Change the _idx_to_token list to a dictionary (#617)

BFJL · smallv0221 · guoshengCS · web-flow · commit f142f065a060 · 2021-06-25T21:44:45.000+08:00
Co-authored-by: smallv0221 &lt;33639025+smallv0221@users.noreply.github.com&gt;
Co-authored-by: Guo Sheng &lt;whucsgs@163.com&gt;
diff --git a/paddlenlp/data/vocab.py b/paddlenlp/data/vocab.py
@@ -92,18 +92,16 @@ def __init__(self,
                 assert special_token in token_to_idx, '{} is not in token_to_idx'.format(
                     special_token)
             self._token_to_idx = token_to_idx
-            self._idx_to_token = sorted(
-                self._token_to_idx.keys(),
-                key=lambda token: self._token_to_idx[token])
+            self._idx_to_token = {idx: token for token, idx in token_to_idx.items()}
             if unk_token:
                 unk_index = self._token_to_idx[unk_token]
                 self._token_to_idx = collections.defaultdict(lambda: unk_index)
                 self._token_to_idx.update(token_to_idx)
         else:
-            self._idx_to_token = list(special_tokens)
+            self._idx_to_token = {idx: special_token for idx, special_token in enumerate(special_tokens)}
             self._token_to_idx = collections.defaultdict()
             self._token_to_idx.update(
-                (token, idx) for idx, token in enumerate(self._idx_to_token))
+                (token, idx) for idx, token in self._idx_to_token.items())
             self._index_counter_keys(counter, special_tokens, max_size,
                                      min_freq)
             if token_to_idx:
@@ -138,8 +136,8 @@ def _index_counter_keys(self, counter, special_tokens, max_size, min_freq):
             if freq < min_freq or len(self._idx_to_token) == max_size:
                 break
             if token not in special_tokens:
-                self._idx_to_token.append(token)
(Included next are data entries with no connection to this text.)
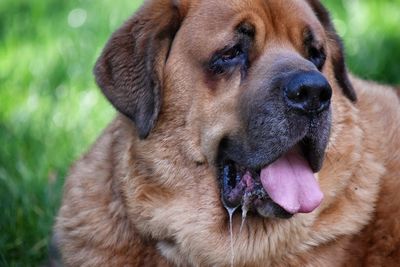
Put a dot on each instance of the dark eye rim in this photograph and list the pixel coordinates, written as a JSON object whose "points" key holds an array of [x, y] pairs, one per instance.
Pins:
{"points": [[227, 58], [317, 57], [315, 51]]}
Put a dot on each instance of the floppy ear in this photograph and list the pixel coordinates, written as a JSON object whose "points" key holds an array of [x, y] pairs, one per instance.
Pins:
{"points": [[130, 68], [339, 66]]}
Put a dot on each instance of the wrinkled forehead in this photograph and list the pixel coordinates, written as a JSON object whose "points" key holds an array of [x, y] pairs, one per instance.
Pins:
{"points": [[210, 21]]}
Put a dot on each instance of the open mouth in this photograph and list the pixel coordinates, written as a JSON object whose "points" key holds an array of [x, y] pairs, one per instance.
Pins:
{"points": [[282, 188]]}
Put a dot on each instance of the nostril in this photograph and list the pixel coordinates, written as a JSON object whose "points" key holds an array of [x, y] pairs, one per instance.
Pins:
{"points": [[299, 94], [308, 92], [325, 95]]}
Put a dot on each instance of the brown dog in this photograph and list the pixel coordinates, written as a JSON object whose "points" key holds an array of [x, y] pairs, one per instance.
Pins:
{"points": [[239, 104]]}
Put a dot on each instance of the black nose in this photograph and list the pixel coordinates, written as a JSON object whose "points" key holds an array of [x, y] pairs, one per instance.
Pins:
{"points": [[308, 92]]}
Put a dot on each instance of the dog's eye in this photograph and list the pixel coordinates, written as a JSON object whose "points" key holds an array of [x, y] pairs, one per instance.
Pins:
{"points": [[317, 57], [227, 59]]}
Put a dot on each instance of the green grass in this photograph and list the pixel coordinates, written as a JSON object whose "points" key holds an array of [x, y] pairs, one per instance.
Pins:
{"points": [[51, 110]]}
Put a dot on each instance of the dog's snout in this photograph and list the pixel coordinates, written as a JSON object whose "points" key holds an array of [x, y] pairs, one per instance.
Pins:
{"points": [[308, 92]]}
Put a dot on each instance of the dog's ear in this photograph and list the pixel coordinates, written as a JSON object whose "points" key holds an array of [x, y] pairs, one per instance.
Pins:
{"points": [[130, 68], [337, 50]]}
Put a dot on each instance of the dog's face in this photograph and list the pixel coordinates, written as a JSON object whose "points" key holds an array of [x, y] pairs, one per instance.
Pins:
{"points": [[232, 104]]}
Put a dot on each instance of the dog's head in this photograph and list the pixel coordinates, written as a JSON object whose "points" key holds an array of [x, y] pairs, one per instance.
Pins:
{"points": [[232, 104]]}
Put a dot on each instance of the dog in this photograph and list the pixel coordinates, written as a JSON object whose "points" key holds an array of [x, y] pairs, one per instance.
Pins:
{"points": [[241, 140]]}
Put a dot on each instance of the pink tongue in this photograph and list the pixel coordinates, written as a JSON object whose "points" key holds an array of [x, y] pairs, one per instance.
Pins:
{"points": [[291, 184]]}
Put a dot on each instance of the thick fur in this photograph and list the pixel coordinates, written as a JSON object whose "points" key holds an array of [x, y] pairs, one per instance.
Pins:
{"points": [[147, 194]]}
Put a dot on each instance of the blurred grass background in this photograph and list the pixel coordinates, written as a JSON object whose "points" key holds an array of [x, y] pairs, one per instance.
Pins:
{"points": [[51, 110]]}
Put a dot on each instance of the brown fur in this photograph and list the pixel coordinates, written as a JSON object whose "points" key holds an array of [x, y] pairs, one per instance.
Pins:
{"points": [[155, 201]]}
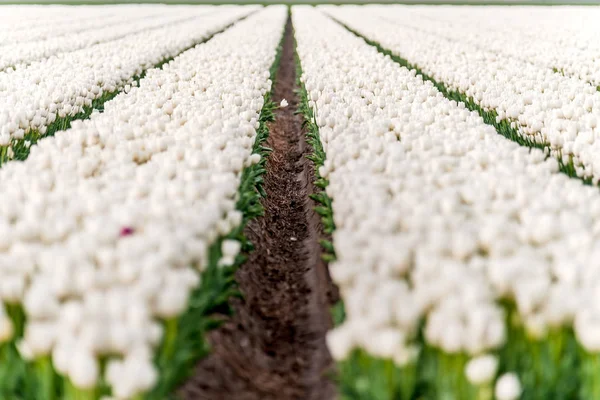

-                self._token_to_idx[token] = len(self._idx_to_token) - 1
+                self._idx_to_token[max(list(self._idx_to_token.keys()) + [-1]) + 1] = token
+                self._token_to_idx[token] = max(self._idx_to_token.keys())
 
     def _sort_index_according_to_user_specification(self, token_to_idx):
         # Sanity checks
@@ -208,7 +206,7 @@ def to_tokens(self, indices):
                 'Token indices is invalid. Expected 1D array, but received {}D array. '.
                 format(len(indices.shape)))
 
-        max_idx = len(self._idx_to_token) - 1
+        max_idx = max(self._idx_to_token.keys())
 
         tokens = []
         for idx in indices:
@@ -316,7 +314,7 @@ def to_json(self, path=None):
                 json_str = vocab.to_json(path='./vocab.json')
         """
         vocab_dict = {}
-        vocab_dict['idx_to_token'] = self.idx_to_token
+        vocab_dict['idx_to_token'] = dict(self.idx_to_token)
         vocab_dict['token_to_idx'] = dict(self.token_to_idx)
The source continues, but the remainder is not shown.